マタハラとパタハラを同時に起こす「セット型」事例

職場でのハラスメントというと
「誰が」「誰に」
行ったかという形で語られることが多いですが、実際の現場では、一方だけが被害者で一方だけが加害者という単純な構図ではないケースもあります。

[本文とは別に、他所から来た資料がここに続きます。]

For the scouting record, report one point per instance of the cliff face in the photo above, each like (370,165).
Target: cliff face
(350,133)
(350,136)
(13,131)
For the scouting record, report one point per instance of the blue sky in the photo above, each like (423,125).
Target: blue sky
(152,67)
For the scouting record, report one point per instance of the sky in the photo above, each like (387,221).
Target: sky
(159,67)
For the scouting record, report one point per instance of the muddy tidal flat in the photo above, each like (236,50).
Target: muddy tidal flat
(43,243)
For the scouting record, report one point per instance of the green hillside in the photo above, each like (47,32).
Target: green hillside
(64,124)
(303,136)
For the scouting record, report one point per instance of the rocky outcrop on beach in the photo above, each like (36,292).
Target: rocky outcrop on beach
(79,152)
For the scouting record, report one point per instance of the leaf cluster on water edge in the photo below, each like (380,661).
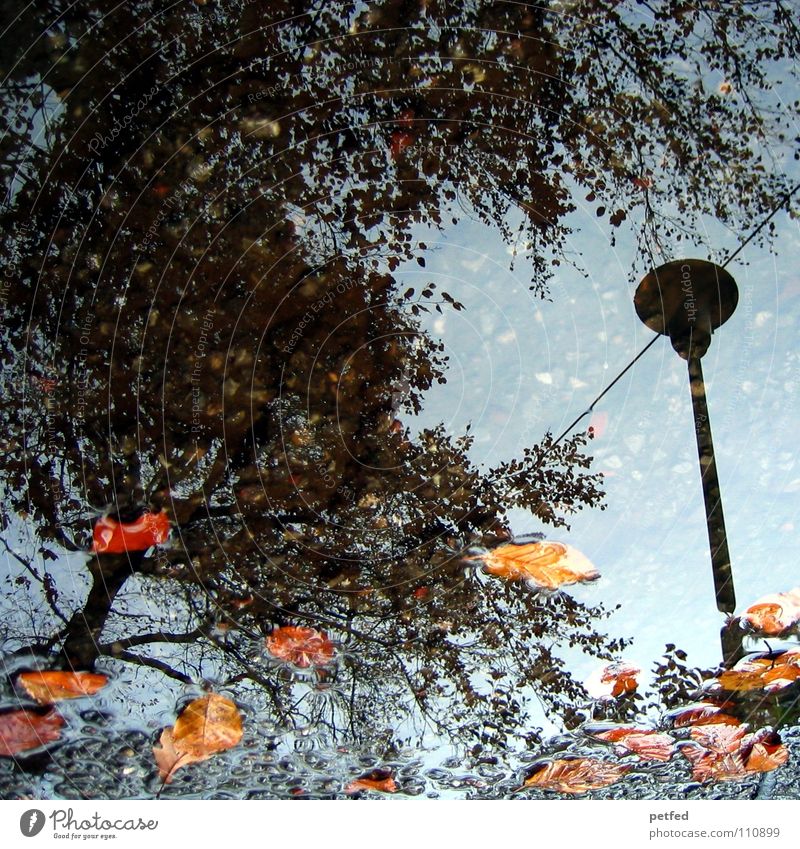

たとえば、女性社員が妊娠をきっかけに不利益な扱いを受ける「マタハラ」。そして、男性社員が育児休業や時短勤務を希望した際に冷たい目で見られる「パタハラ」。
この2つが同じ職場で同時に発生することがあります。
この記事では、そんな「セット型ハラスメント」と呼ばれる構造的な問題を、わかりやすく整理してみましょう。
「セット型」事例とは何か
「マタハラ」と「パタハラ」が同時に起きる職場には、ある共通点があります。
それは
「性別によって役割を固定的に見てしまう空気」
が職場全体に流れていることです。
典型的なパターン
- 女性が妊娠を報告したときに「これから大変ね」と仕事を外される
- 一方で、同時期に男性が育休を希望すると「男がそこまでしなくても」と言われる
- 育児を理由に勤務時間を調整した女性に対し「特別扱い」と陰口が出る
- その陰口を避けようと男性が家庭の負担を増やすと「家庭的すぎる」と揶揄される
- 上司が「誰かが残らないと回らない」と言いながら
- 結果的に育児をする男女双方に負担を強いる
🔑 ワンポイント
このような職場では、男女どちらも「普通の働き方」を選べない空気が生まれています
なぜ同時発生するのか
専門家によると、このような「セット型ハラスメント」は、組織文化と固定観念の合わせ技によって起こりやすいと指摘されています。
背景にある3つの要因
- 性別役割の固定化
- 「女性は家庭」「男性は仕事」という無意識の前提が根強く残っている
- 制度と現場のズレ
- 就業規則上は男女平等でも、現場では「使いにくい空気」が漂っている
- 上司・同僚の過剰な公平感
- 「誰かだけが得をしてはいけない」という思いが、結果的に支援を妨げてしまう
🌈 ちょっと一息
問題は個人の性格ではなく、職場全体の「空気」や「慣習」にあります
防ぐためにできること
マタハラ・パタハラを同時に防ぐには、「男女どちらかを守る」ではなく、働き方の多様性を受け入れる文化づくりが欠かせません。
今日からできる3つの視点
- 話しやすい雰囲気をつくる
- 妊娠や育児、家庭の事情などを安心して話せるミーティング文化を整える
- 制度を「使う側」の声を拾う
- 育休や時短勤務を実際に使った人の意見を定期的にフィードバックする
- 管理職自身が手本になる
- 上司が柔軟な働き方を実践することで、部下の行動への心理的ハードルが下がる
🔑 ワンポイント
「誰かのための配慮」ではなく「みんなのための制度」という発想に変えることが大切です
まとめ
今回は、「マタハラ」と「パタハラ」が同時に発生する「セット型」事例について紹介しました。
この記事のポイント
- マタハラとパタハラが同時に起きる背景には、性別役割への固定観念がある
- 組織文化の中で「公平さ」が過剰になると、支援をためらう空気が生まれる
- 防止のカギは、制度を使いやすくする文化と対話のある職場づくりにある
ハラスメントの形は一つではありません。
大切なのは、男女どちらの立場にも「安心して声を出せる環境」を整えることです。そして、誰かの経験が職場全体の改善につながるよう、やさしい対話を重ねていくことなんです。